Dutch ban Psilocybe sales

From Aunty

The Dutch government is banning the sale of all magic mushrooms after a series of high-profile incidents involving tourists who had taken them.

Tourists, eh ?

Figures.

The Netherlands is famed for its liberal drugs policy, with marijuana openly sold in licensed cafes.

Magic mushrooms, more properly known as psilocybe, contain the psychedelic chemicals psilocybin and psilocin.

The psychedelic mushrooms found natively in the UK are known as Liberty Caps.

Currently in the Netherlands the sale of dried magic mushrooms - in which the psychoactive chemicals psilocybin and psilocin are stronger - is banned but fresh mushrooms are allowed.

This is because it is more difficult to ascertain how much of the chemicals fresh mushrooms contain.

Calls for a re-evaluation of the drug grew after a 17-year-old French girl jumped from a building after eating magic mushrooms during a school trip to Amsterdam in March.

Other incidents involving the drug have included an Icelandic tourist jumping from a balcony and breaking both legs and a Danish tourist driving his car wildly through a camping ground, narrowly missing sleeping campers.

“It’s a shame, the media really blew this up into a big issue,” said Chloe Collette, owner of the FullMoon shop, which sells magic mushrooms in Amsterdam.

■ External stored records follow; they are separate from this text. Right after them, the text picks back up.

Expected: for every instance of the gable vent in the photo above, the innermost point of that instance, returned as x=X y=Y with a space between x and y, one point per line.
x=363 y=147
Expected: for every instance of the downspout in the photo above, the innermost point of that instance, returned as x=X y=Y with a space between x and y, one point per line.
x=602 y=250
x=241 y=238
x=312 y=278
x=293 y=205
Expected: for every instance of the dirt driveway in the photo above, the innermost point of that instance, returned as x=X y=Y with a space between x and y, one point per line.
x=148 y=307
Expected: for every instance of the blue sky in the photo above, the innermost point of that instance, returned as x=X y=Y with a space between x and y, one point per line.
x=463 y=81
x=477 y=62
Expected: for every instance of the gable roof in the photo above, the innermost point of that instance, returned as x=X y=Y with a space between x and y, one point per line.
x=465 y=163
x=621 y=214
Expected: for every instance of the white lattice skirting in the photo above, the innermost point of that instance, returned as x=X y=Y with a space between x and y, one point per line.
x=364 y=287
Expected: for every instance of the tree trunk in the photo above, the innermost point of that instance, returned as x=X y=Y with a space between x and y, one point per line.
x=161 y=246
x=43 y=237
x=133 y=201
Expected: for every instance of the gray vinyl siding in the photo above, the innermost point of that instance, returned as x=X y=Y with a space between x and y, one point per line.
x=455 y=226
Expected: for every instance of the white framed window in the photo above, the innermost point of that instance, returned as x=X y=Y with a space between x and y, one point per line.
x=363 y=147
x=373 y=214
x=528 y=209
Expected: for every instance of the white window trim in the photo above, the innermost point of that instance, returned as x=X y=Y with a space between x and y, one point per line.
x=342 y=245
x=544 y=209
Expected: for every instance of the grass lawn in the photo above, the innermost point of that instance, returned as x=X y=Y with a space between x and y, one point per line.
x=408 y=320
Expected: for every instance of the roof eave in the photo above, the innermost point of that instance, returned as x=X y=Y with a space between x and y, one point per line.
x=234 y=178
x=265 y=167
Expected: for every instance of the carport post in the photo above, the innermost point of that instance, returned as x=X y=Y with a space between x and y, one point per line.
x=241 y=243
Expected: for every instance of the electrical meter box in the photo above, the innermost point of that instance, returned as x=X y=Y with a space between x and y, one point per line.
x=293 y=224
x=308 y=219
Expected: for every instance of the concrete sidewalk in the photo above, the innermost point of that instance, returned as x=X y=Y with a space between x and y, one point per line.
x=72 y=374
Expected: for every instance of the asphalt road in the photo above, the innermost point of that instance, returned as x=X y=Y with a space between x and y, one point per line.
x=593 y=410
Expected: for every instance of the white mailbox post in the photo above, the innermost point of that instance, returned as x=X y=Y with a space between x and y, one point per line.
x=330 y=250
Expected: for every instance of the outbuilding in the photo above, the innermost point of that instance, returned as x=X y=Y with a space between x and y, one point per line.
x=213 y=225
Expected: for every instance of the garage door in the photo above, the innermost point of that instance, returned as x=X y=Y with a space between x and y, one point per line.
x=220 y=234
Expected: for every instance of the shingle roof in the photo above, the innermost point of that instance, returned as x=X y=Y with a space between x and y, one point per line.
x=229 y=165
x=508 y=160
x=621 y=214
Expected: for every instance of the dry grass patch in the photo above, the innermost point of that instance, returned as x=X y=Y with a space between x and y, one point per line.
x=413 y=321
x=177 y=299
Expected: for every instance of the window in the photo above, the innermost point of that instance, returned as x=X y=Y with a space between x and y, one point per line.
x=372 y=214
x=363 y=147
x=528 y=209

She said all the incidents had involved magic mushrooms in conjunction with other drugs.

Mixing drugs generally skews the picture of the problem, for example many deaths attributed to MDMA are largely not caused by MDMA at all, but as a result of something else the user has taken. MDMA however makes a better headline.

Users of fresh mushrooms experience effects ranging from giggling fits and intensification of colours, lights and sounds to, more rarely, hallucinations. Negative effects can include vomiting, and anxiety.

As always, responsibility and maturity are the order of the day.